I like Ford Tractors, I've currently got a 7710. It's the second 7710 I've owned and it's a good reliable tractor. I've run TW's, never owned one, but know a lot of people who have. As previously pointed out the 401 ci engine is a good engine, but unless you find a late model TW15, you are looking at a 25-30 year old tractor. Everything depends on how it was used and how well it was maintained. The same goes for any old tractor no matter what brand it is. With Fords, you can usually always find parts. Alexander's Tractor Parts and many others have rebuilt parts and NH dealers still have a lot of inventory. As long as you stick with the major brands you should be able to find parts. Just make sure whatever you get, that you get a service manual for it. The problem is usually finding someone to work on it if you can't do it yourself.


----------



## CockrellHillFarms

I actually tried to rent a new NH or JD to see which one I liked better. Funny thing is, no one around here would rent one. Too many people buying new tractors to make a long story short. NH is currently working on a deal with me similar to how they rent tractors out to the state. But I havent gotten that deal done yet. So depending on your area, they may or may not be inclined to so something like that.


----------



## JD3430

CockrellHillFarms said:


> Looks like that tractor has pretty good shoes on it as well. Vol is right.....that would be the first thing that I would ask about.

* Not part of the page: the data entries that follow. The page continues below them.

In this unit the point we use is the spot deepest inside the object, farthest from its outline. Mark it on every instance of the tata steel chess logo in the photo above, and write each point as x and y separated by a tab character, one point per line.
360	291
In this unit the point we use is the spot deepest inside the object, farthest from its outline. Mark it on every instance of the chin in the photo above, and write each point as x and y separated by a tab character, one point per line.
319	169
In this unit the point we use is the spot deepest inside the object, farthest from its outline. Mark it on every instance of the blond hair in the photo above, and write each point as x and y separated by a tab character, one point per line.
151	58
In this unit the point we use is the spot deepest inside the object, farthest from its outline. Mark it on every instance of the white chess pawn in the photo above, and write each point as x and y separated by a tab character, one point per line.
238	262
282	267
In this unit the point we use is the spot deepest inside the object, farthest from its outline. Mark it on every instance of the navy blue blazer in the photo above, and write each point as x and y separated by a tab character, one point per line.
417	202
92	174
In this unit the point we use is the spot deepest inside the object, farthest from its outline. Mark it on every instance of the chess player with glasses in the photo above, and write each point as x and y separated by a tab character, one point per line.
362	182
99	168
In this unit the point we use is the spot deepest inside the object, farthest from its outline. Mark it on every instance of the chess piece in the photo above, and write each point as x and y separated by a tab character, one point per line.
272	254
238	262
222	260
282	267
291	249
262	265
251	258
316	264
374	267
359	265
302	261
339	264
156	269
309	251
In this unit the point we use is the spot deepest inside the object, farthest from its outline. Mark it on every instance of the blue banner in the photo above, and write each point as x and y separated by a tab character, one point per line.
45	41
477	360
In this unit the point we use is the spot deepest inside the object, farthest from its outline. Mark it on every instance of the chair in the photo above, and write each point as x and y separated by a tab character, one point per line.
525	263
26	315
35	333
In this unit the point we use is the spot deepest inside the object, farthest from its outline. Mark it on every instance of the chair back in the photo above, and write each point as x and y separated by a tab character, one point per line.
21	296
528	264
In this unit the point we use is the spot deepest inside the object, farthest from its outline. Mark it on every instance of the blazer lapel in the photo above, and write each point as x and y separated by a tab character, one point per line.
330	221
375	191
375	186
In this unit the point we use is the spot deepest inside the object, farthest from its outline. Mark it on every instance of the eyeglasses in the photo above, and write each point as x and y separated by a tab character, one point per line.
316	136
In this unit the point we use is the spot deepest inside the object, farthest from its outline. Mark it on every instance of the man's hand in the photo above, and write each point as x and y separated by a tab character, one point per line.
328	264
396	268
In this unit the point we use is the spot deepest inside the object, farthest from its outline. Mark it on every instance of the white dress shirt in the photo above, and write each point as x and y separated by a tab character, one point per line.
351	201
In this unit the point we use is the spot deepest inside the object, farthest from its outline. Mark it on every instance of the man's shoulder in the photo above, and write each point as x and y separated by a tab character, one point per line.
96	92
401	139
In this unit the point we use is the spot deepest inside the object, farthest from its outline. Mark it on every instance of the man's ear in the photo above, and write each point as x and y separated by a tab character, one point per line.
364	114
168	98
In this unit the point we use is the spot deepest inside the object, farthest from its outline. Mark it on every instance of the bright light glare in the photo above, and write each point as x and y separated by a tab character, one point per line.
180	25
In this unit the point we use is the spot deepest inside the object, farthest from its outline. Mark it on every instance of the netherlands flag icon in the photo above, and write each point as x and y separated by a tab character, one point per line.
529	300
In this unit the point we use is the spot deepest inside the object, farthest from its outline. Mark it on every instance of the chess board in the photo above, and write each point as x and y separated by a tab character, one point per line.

The A/C. But it doesnt mention much in the ad at all so it might not even be of worry. I have one other thought to throw up there that hasnt been mentioned. I think knowing what you REALLY want comes with experience. You can think you know what you want but I think you really know what you want when you have experience with enough equipment that its an easy choice. (Does that make sense?) So your next purchase may seem like the RIGHT tractor at the time (and hopefully it is) but you may not think that after some time. But that's part of experience and luck! I think a guy just decides what they want (in their budget) and go after it. Dont worry about everything, you wont find something perfect that is used. Just make sure it has the MAIN things your looking for and go after it. That's what I do at least.


Yeah, sage advice there.....
I really want a Magnum or older IH, but very expensive. The reason is the dual PTO, the engines that came with them (DT or Cummins) and the fact that they're so popular with hay farmers around here. It seems like every hay farmer has at least one IH or Case/IH. That tells me they must be good hay tractors.


----------